Süddeutsche Zeitung

Stadtgestaltung:Am Pariser Platz gibt es nun ein bisschen Dschungel

Lesezeit: 3 min

Von Sebastian Krass

Es gibt sie schon noch, die Menschen, Männer zumeist, die auf den Bänken um den Platz herumlungern, die nach einer Weile ein paar leere Bierflaschen neben sich stehen haben - und stets eine neue Halbe in der Hand. Aber sie sind nicht mehr die einzigen, die es sich auf dem Pariser Platz gemütlich machen. In der Mitte sitzen jetzt auch Eltern mit ihren Kindern, Paare im trauten Gespräch zu zweit, manchmal sogar Geschäftsleute mit ihrem Laptop. Sie lassen sich nieder auf einer kreisförmigen steinernen Bank, die ein üppiges Blumenbeet umfasst.

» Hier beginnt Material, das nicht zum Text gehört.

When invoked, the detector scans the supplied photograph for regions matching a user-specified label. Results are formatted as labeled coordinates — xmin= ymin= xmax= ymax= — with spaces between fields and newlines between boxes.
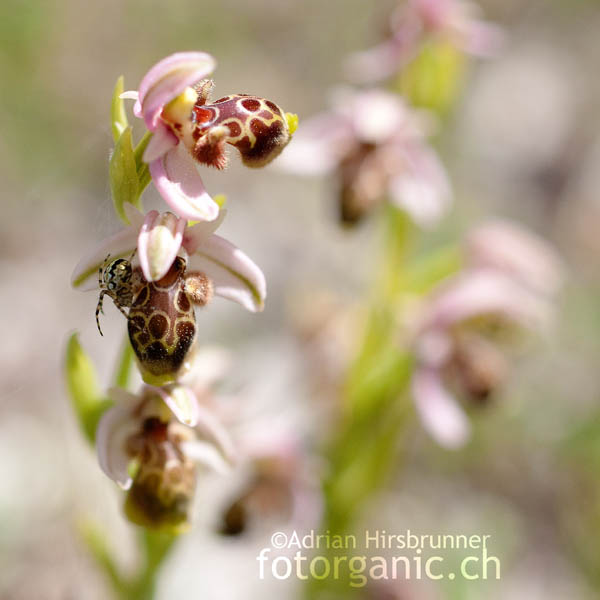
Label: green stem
xmin=123 ymin=531 xmax=177 ymax=600
xmin=113 ymin=335 xmax=135 ymax=389
xmin=306 ymin=207 xmax=417 ymax=597
xmin=84 ymin=522 xmax=177 ymax=600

Seitdem die Sitzgelegenheit da ist, ist der Pariser Platz quasi neu erfunden. Er ist von einem Platz, den die meisten zügig queren, weil das schneller geht, als außen herumzulaufen, zu einem Ort geworden, wo man gern rastet. Er ist ein Beispiel, das zeigt, wie einfach sich öffentlicher Raum aufwerten lässt - und wie wichtig Grün dabei ist.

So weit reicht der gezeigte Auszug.